Example Output: Suppose the input image image.png
contains German text “Guten Tag!”. After running the command, the recognized text will be saved in output.txt
as “Guten Tag!”.
3: List the ISO 639-2 codes of available languages
tesseract --list-langs
Motivation: Tesseract supports multiple languages for OCR. It is often useful to know the available languages and their corresponding ISO 639-2 codes. This allows us to specify the language correctly when performing OCR.
Explanation: The command tesseract --list-langs
lists all the available languages that Tesseract supports for OCR. It provides a convenient way to obtain the ISO 639-2 codes for each language.
Example Output: Running the command tesseract --list-langs
will display a list of languages supported by Tesseract along with their ISO 639-2 codes. For example:
List of available languages:
eng (English)
deu (German)
fra (French)
...
4: Specify a custom page segmentation mode
tesseract -psm 0_to_10 image.png output
Motivation: Tesseract provides different page segmentation modes to handle various types of input images. By specifying a custom page segmentation mode, we can improve the accuracy of the OCR results for specific scenarios.
Explanation: The -psm
flag is used to specify the page segmentation mode. In this case, we use the value 0_to_10
to indicate a custom page segmentation mode. The command tesseract -psm 0_to_10 image.png output
performs OCR on the image image.png
using the specified page segmentation mode and saves the recognized text to output.txt
.
Example Output: The custom page segmentation mode 0_to_10
may yield different results depending on the input image. For example, if the input image contains a single uniform block of text, the recognized text will be accurate. However, if the input image contains multiple columns or an irregular layout, the results may not be as accurate.
5: List page segmentation modes and their descriptions
tesseract --help-psm
Motivation: Tesseract provides various page segmentation modes to handle different types of input images. It is useful to know the available page segmentation modes and their descriptions to choose the appropriate mode for specific OCR tasks.
Explanation: The command tesseract --help-psm
lists all the available page segmentation modes along with their descriptions. This information helps users understand the behavior of each mode and select the most suitable mode for their OCR needs.

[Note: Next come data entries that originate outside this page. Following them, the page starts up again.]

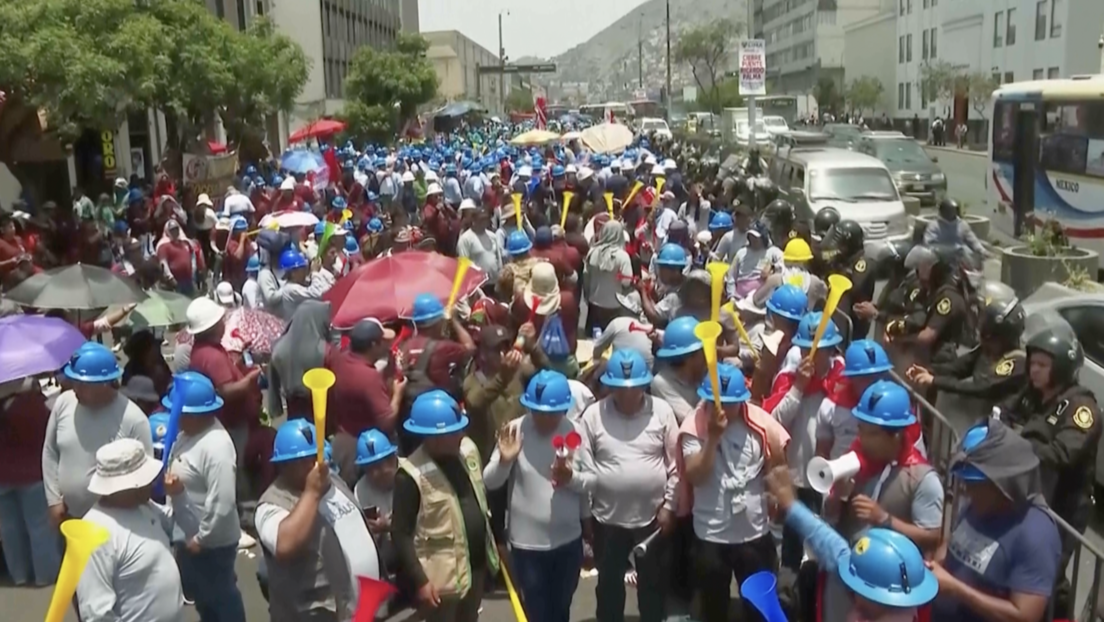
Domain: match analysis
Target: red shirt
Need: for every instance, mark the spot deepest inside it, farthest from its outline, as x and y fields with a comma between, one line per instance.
x=360, y=398
x=23, y=420
x=213, y=361
x=447, y=355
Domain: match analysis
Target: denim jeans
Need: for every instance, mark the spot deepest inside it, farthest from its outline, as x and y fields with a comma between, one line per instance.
x=209, y=577
x=30, y=541
x=612, y=549
x=548, y=580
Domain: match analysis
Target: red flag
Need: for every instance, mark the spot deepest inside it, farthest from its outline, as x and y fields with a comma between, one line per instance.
x=373, y=593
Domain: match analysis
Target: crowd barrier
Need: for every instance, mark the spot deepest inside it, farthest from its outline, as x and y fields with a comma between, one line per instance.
x=1083, y=572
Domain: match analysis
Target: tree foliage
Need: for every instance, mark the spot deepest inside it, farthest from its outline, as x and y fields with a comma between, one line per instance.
x=864, y=93
x=707, y=50
x=520, y=101
x=384, y=87
x=85, y=63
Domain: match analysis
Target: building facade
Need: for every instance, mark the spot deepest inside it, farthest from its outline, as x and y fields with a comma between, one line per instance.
x=1009, y=40
x=456, y=60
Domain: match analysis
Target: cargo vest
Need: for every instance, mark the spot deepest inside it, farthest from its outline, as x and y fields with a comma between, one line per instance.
x=439, y=536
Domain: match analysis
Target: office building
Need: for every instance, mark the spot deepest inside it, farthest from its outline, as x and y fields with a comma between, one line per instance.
x=456, y=60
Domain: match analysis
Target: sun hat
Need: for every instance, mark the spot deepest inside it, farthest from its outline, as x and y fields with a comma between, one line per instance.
x=123, y=465
x=203, y=314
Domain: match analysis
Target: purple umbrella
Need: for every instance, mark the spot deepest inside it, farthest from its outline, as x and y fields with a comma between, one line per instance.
x=33, y=344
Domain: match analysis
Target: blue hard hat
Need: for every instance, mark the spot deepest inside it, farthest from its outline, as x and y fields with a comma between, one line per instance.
x=200, y=397
x=789, y=302
x=372, y=446
x=885, y=403
x=626, y=369
x=733, y=386
x=548, y=391
x=885, y=567
x=435, y=413
x=158, y=428
x=292, y=260
x=518, y=243
x=679, y=338
x=295, y=440
x=720, y=221
x=972, y=439
x=866, y=357
x=426, y=308
x=672, y=255
x=807, y=329
x=93, y=362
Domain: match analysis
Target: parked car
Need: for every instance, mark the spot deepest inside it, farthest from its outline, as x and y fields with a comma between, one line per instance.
x=914, y=171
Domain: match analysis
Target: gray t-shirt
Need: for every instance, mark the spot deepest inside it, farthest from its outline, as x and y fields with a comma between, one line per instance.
x=541, y=517
x=74, y=433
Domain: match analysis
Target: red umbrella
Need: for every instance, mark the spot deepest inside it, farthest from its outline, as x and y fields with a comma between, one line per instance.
x=385, y=287
x=320, y=127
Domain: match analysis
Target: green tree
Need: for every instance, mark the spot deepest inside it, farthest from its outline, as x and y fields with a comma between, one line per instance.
x=707, y=49
x=384, y=87
x=864, y=94
x=520, y=101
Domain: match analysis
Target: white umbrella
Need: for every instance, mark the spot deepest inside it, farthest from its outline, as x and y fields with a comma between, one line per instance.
x=607, y=137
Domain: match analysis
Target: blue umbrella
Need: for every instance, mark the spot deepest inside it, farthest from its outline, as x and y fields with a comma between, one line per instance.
x=301, y=161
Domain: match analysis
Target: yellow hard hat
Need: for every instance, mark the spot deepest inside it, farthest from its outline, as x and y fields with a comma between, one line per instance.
x=797, y=250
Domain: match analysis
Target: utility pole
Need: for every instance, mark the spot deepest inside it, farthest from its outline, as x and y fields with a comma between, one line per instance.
x=667, y=104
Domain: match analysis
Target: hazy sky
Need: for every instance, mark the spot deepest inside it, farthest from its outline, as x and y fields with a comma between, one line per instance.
x=544, y=28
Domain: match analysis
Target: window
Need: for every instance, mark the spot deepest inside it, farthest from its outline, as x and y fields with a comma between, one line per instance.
x=1041, y=20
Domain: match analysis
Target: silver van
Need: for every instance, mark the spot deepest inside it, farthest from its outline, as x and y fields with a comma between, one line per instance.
x=858, y=186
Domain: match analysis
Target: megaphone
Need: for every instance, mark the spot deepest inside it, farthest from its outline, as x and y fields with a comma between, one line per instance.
x=761, y=589
x=373, y=593
x=824, y=473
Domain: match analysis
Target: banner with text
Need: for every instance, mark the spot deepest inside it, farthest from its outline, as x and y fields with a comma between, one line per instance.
x=211, y=175
x=752, y=67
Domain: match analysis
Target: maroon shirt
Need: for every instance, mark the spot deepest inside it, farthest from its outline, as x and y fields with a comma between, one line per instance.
x=23, y=420
x=213, y=361
x=360, y=398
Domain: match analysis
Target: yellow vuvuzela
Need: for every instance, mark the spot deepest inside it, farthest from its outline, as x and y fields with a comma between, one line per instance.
x=82, y=537
x=709, y=333
x=319, y=381
x=837, y=286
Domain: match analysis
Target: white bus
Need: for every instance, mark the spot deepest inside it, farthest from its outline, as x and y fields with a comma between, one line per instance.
x=1059, y=126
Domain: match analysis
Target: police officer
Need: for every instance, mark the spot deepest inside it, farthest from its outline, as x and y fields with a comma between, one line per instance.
x=1062, y=421
x=944, y=319
x=993, y=370
x=841, y=252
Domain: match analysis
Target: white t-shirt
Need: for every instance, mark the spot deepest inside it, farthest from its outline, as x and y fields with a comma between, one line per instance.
x=345, y=516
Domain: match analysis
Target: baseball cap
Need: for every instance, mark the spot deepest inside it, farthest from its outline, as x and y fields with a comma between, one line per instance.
x=369, y=331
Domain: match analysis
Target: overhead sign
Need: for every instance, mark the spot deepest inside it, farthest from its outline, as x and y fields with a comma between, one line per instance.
x=752, y=67
x=544, y=67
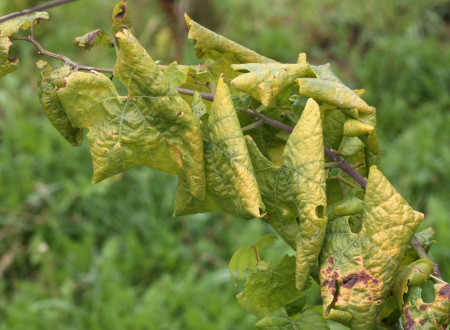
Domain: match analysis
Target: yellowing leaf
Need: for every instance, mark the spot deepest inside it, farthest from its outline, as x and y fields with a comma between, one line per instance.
x=308, y=320
x=266, y=291
x=94, y=38
x=52, y=105
x=357, y=268
x=265, y=81
x=420, y=315
x=426, y=239
x=294, y=192
x=121, y=18
x=353, y=127
x=247, y=257
x=151, y=126
x=176, y=74
x=8, y=28
x=23, y=22
x=332, y=93
x=210, y=45
x=7, y=64
x=231, y=182
x=306, y=155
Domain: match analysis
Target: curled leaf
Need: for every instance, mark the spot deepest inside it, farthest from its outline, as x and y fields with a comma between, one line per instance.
x=294, y=193
x=420, y=315
x=52, y=106
x=332, y=93
x=265, y=81
x=94, y=38
x=266, y=291
x=231, y=182
x=358, y=264
x=210, y=45
x=151, y=126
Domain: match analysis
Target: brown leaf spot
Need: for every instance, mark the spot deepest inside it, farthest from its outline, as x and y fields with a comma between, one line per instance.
x=331, y=284
x=444, y=292
x=351, y=280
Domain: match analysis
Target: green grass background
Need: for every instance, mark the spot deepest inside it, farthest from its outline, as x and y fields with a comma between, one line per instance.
x=74, y=255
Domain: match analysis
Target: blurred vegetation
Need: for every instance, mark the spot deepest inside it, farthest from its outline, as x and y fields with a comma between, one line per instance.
x=110, y=256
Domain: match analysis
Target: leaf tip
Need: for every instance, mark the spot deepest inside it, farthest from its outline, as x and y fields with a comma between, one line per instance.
x=188, y=19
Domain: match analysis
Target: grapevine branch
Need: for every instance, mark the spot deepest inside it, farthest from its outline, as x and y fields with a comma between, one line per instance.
x=34, y=9
x=337, y=160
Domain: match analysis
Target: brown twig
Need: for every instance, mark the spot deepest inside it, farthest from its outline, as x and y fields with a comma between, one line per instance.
x=338, y=161
x=61, y=57
x=34, y=9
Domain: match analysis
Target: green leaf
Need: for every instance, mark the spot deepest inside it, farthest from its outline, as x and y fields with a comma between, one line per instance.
x=52, y=106
x=247, y=257
x=413, y=274
x=308, y=320
x=231, y=182
x=333, y=126
x=266, y=291
x=293, y=191
x=198, y=106
x=176, y=74
x=121, y=18
x=357, y=268
x=8, y=28
x=23, y=22
x=265, y=81
x=94, y=38
x=426, y=239
x=420, y=315
x=7, y=64
x=210, y=45
x=332, y=93
x=151, y=126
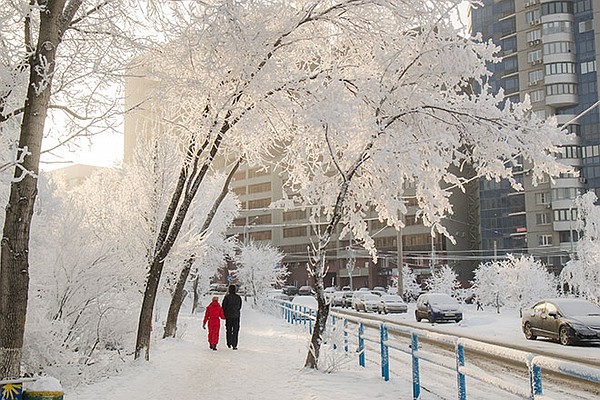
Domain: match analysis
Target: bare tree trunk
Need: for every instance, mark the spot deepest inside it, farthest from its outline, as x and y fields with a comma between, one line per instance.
x=190, y=178
x=318, y=268
x=177, y=299
x=195, y=295
x=14, y=258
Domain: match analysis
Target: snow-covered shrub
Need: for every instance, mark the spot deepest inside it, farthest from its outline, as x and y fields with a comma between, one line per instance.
x=514, y=281
x=444, y=280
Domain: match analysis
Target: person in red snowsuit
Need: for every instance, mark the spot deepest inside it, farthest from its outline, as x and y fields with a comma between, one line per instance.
x=213, y=315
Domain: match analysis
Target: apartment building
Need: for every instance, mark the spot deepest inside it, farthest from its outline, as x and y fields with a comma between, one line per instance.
x=549, y=53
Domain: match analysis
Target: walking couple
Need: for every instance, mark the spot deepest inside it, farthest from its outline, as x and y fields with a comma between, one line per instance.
x=229, y=310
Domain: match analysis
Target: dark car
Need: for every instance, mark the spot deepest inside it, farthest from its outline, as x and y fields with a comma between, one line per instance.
x=567, y=320
x=305, y=291
x=290, y=290
x=438, y=307
x=391, y=303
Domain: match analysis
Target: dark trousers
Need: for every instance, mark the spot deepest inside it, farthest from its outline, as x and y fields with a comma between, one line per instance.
x=232, y=325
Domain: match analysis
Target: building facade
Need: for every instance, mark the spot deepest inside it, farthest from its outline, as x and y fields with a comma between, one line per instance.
x=549, y=54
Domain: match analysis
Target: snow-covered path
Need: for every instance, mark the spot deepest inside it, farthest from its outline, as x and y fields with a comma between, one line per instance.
x=268, y=365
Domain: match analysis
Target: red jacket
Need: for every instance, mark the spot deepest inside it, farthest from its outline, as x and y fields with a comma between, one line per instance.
x=213, y=313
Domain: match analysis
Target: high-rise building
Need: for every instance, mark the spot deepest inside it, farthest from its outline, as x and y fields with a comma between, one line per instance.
x=549, y=54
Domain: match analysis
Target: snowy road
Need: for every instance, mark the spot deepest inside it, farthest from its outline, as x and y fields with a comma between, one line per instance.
x=268, y=366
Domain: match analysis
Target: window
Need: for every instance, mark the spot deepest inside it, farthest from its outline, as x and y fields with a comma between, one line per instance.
x=586, y=26
x=532, y=17
x=534, y=35
x=534, y=56
x=545, y=240
x=260, y=235
x=570, y=152
x=260, y=203
x=254, y=172
x=583, y=6
x=259, y=187
x=240, y=191
x=560, y=68
x=298, y=231
x=557, y=47
x=542, y=219
x=294, y=215
x=542, y=198
x=537, y=95
x=561, y=88
x=536, y=76
x=240, y=175
x=549, y=28
x=557, y=7
x=587, y=67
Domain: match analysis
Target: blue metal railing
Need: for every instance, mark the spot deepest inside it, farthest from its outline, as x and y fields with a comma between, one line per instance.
x=294, y=313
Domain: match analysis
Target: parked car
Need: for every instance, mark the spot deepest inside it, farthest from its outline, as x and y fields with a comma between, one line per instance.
x=337, y=299
x=305, y=291
x=390, y=303
x=290, y=290
x=365, y=301
x=567, y=320
x=277, y=294
x=438, y=307
x=347, y=298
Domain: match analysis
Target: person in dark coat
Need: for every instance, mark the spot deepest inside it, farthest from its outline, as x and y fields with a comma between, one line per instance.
x=232, y=304
x=213, y=315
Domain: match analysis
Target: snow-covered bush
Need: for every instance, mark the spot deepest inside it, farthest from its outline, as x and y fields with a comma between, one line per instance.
x=582, y=274
x=259, y=268
x=409, y=282
x=514, y=281
x=444, y=280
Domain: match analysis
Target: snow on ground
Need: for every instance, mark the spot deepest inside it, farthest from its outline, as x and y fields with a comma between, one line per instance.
x=268, y=365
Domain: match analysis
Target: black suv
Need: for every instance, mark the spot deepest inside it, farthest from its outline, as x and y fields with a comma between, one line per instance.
x=290, y=290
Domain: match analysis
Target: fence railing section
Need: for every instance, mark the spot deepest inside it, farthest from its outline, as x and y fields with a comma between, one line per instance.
x=305, y=315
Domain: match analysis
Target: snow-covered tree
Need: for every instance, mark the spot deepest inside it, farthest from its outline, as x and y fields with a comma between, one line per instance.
x=514, y=281
x=409, y=283
x=582, y=273
x=407, y=104
x=444, y=280
x=259, y=268
x=58, y=59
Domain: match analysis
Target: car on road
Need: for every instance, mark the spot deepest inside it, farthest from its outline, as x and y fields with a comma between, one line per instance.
x=438, y=307
x=347, y=298
x=290, y=290
x=305, y=291
x=337, y=300
x=391, y=303
x=565, y=319
x=365, y=301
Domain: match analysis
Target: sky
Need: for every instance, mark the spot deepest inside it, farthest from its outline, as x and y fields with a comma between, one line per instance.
x=268, y=365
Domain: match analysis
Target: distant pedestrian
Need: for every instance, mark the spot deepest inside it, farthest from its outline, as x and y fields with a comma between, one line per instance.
x=478, y=304
x=232, y=304
x=213, y=315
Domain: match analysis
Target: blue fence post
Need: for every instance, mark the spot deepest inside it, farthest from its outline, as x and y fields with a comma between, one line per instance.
x=361, y=345
x=414, y=348
x=385, y=358
x=460, y=377
x=535, y=378
x=345, y=335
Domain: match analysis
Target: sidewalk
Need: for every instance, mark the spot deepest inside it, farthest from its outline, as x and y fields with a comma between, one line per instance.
x=267, y=366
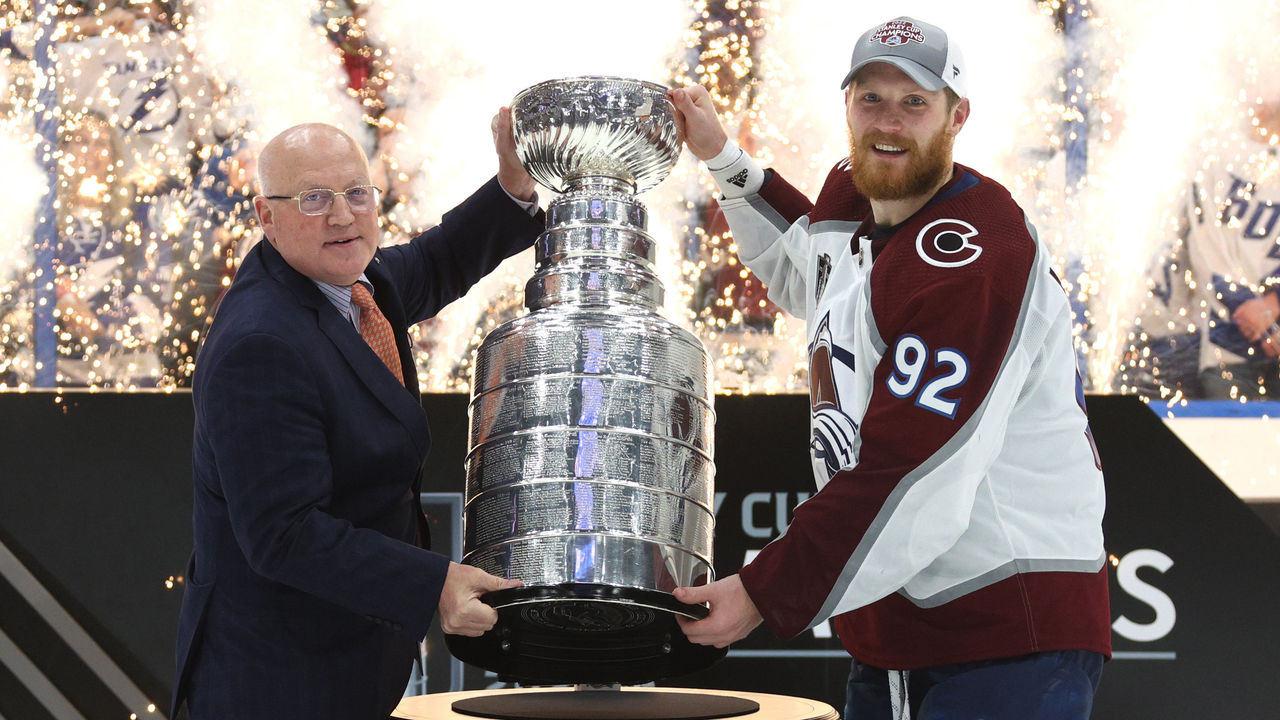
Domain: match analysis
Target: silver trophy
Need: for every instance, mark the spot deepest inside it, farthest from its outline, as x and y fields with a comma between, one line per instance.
x=589, y=472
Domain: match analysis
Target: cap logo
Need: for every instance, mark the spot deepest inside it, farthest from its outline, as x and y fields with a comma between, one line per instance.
x=897, y=32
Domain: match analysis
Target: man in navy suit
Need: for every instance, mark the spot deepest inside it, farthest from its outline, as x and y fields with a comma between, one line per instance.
x=310, y=584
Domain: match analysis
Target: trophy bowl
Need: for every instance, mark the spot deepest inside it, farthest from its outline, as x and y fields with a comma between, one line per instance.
x=571, y=130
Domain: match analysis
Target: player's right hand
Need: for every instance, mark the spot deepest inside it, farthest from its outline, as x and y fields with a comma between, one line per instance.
x=698, y=122
x=461, y=610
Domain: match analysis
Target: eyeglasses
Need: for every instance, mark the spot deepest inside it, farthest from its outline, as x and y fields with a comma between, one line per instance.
x=318, y=201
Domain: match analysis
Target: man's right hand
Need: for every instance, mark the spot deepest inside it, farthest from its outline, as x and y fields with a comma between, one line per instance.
x=698, y=122
x=461, y=610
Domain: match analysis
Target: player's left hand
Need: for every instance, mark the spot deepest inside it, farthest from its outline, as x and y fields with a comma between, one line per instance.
x=511, y=173
x=1256, y=317
x=734, y=614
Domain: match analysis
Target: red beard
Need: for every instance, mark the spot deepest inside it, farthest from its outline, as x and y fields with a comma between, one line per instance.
x=923, y=172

Example Output: Running the command tesseract --help-psm
will display a list of page segmentation modes and their corresponding descriptions. For example:
Page segmentation modes:
0 Orientation and script detection (OSD) only.
1 Automatic page segmentation with OSD.
2 Automatic page segmentation, but no OSD, or OCR.
3 Fully automatic page segmentation, but no OSD. (Default)
4 Assume a single column of text of variable sizes.
...
By understanding and utilizing the various features provided by the tesseract
command, you can enhance your OCR tasks and achieve better text recognition accuracy.